Arie wusste, dass die Trauer aus ihnen sprach, und versuchte, nicht allzu wütend zu werden. »Wir leben nicht im achtzehnten Jahrhundert, Dad. Ich muss keinen Erben produzieren und wenn der Familienname ausstirbt, dann ist es eben so. Das ist nicht das Ende der Welt.« Arie stand auf, um zu gehen, aber sein Vater erhob sich ebenfalls. Der große Mann sagte nichts, das tat sein finsterer Gesichtsausdruck für ihn. Arie erwiderte den Blick seines Vaters. Diese Unterhaltung musste eine der unglaublichsten in seinem ganzen Leben sein. Das Leben von allen war auf den Kopf gestellt worden, aber das war definitiv nicht die Lösung.

»Arie, komm mit«, sagte sein Vater und Arie folgte ihm ins Haus, durch das Wohnzimmer und in den großen Flur, der sich durch den Hauptteil der Vorkriegsvilla zog, in der er aufgewachsen war. »Das sind alles deine Vorfahren, die fast dreihundert Jahre zurückgehen. Hier wird dein Porträt hängen und dort sollte das deines Sohnes hinkommen.« Sein Vater deutete auf die Gemälde, die seinen Familienstammbaum darstellten. »Hört das alles mit dir auf? Was wird mit Arbor House und alldem hier passieren, wenn du nicht mehr da bist? Du musst an die Zukunft denken.«

»Ich weiß, Dad. Aber ich werde nicht irgendein Mädchen heiraten, um unser beider Leben zu ruinieren.

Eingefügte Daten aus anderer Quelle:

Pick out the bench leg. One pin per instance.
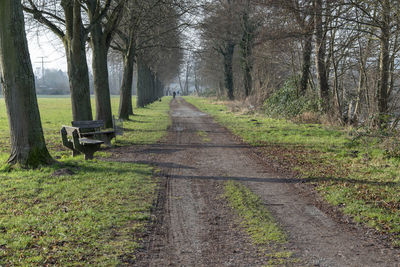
(75, 153)
(89, 155)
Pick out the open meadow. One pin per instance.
(77, 212)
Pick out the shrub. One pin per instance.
(288, 103)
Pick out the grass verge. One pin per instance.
(265, 233)
(78, 213)
(356, 174)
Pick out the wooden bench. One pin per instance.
(95, 130)
(73, 139)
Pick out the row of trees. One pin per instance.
(138, 31)
(346, 50)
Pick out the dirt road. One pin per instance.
(195, 227)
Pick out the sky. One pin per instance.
(47, 45)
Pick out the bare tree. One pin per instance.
(28, 146)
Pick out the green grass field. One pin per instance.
(356, 174)
(92, 212)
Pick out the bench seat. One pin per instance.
(71, 138)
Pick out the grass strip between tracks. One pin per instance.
(265, 233)
(358, 173)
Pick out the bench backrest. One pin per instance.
(118, 126)
(69, 130)
(88, 124)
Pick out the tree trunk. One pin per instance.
(100, 76)
(320, 52)
(228, 70)
(145, 84)
(75, 50)
(246, 45)
(384, 66)
(125, 104)
(28, 146)
(305, 72)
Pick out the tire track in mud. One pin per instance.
(195, 227)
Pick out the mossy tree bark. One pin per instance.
(228, 68)
(28, 146)
(384, 64)
(320, 53)
(305, 70)
(100, 40)
(125, 104)
(246, 47)
(74, 39)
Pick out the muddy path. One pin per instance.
(196, 227)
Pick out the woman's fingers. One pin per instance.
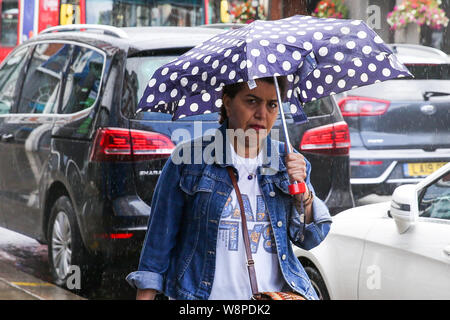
(296, 167)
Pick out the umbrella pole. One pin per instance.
(296, 187)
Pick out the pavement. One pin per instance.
(17, 285)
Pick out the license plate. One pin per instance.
(421, 169)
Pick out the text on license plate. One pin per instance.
(421, 169)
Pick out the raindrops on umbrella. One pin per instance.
(320, 57)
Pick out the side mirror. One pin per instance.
(404, 206)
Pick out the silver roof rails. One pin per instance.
(111, 30)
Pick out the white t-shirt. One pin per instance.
(231, 280)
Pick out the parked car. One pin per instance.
(391, 250)
(399, 129)
(78, 163)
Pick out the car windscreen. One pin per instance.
(140, 70)
(430, 71)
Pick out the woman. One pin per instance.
(194, 245)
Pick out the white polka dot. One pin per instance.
(362, 35)
(281, 48)
(339, 56)
(286, 66)
(272, 58)
(364, 77)
(318, 35)
(291, 39)
(316, 73)
(223, 69)
(255, 52)
(206, 97)
(296, 55)
(357, 62)
(334, 40)
(367, 49)
(351, 45)
(194, 107)
(320, 90)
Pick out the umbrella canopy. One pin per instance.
(320, 57)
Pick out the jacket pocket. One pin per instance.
(198, 190)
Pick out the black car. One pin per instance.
(78, 163)
(399, 129)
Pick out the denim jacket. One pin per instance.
(178, 256)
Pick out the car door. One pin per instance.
(415, 264)
(31, 134)
(10, 83)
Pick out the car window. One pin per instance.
(83, 80)
(435, 202)
(9, 74)
(42, 85)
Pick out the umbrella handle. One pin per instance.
(296, 187)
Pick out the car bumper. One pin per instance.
(373, 167)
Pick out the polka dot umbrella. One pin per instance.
(320, 57)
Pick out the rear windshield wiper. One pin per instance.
(428, 94)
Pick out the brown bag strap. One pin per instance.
(250, 261)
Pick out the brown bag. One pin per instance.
(256, 295)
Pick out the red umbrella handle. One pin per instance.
(297, 188)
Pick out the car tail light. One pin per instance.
(361, 106)
(118, 144)
(332, 139)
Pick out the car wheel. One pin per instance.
(317, 283)
(71, 266)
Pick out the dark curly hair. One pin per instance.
(232, 90)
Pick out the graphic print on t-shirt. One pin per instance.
(259, 229)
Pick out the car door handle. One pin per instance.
(447, 250)
(6, 137)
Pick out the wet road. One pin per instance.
(29, 256)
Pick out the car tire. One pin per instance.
(67, 255)
(317, 282)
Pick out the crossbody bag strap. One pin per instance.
(250, 261)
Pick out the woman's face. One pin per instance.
(255, 109)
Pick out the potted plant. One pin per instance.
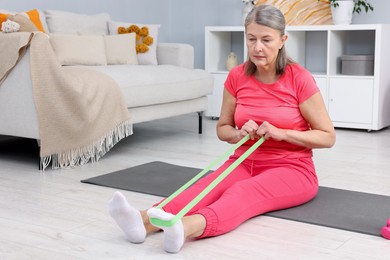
(342, 10)
(359, 5)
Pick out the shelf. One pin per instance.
(353, 101)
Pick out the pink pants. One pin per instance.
(253, 188)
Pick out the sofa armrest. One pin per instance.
(179, 54)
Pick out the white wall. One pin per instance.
(181, 20)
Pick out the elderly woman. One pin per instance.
(268, 96)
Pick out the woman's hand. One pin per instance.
(270, 131)
(251, 128)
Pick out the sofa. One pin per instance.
(155, 84)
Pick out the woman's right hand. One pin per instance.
(250, 128)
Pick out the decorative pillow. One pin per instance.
(71, 23)
(79, 49)
(149, 57)
(33, 15)
(120, 49)
(26, 25)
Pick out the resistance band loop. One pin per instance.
(189, 206)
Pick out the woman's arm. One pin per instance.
(321, 134)
(226, 127)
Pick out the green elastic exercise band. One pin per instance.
(189, 206)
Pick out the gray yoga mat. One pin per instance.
(336, 208)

An diesem Punkt in meinem Leben habe ich kein Interesse daran, Kinder zu haben. Vielleicht eines Tages in der Zukunft, wenn ich jemanden finde, mit dem ich mich niederlasse, werden wir Maßnahmen für Kinder ergreifen, aber ich denke, du und Mama müsst verstehen, dass das vielleicht nie passiert.« Arie hatte selten so mit seinem Vater gesprochen. Tatsächlich redeten sie überhaupt selten miteinander. »Ich weiß, dass dich das enttäuscht, aber ich bin schwul. Ich denke, du und Mama müsst das endlich akzeptieren.«

»Du weißt, dass wir dich zwingen könnten«, sagte sein Vater, jedoch ohne Nachdruck in der Stimme oder Streitlust in der Körperhaltung, und Arie dachte, dass er die Antwort darauf schon kannte.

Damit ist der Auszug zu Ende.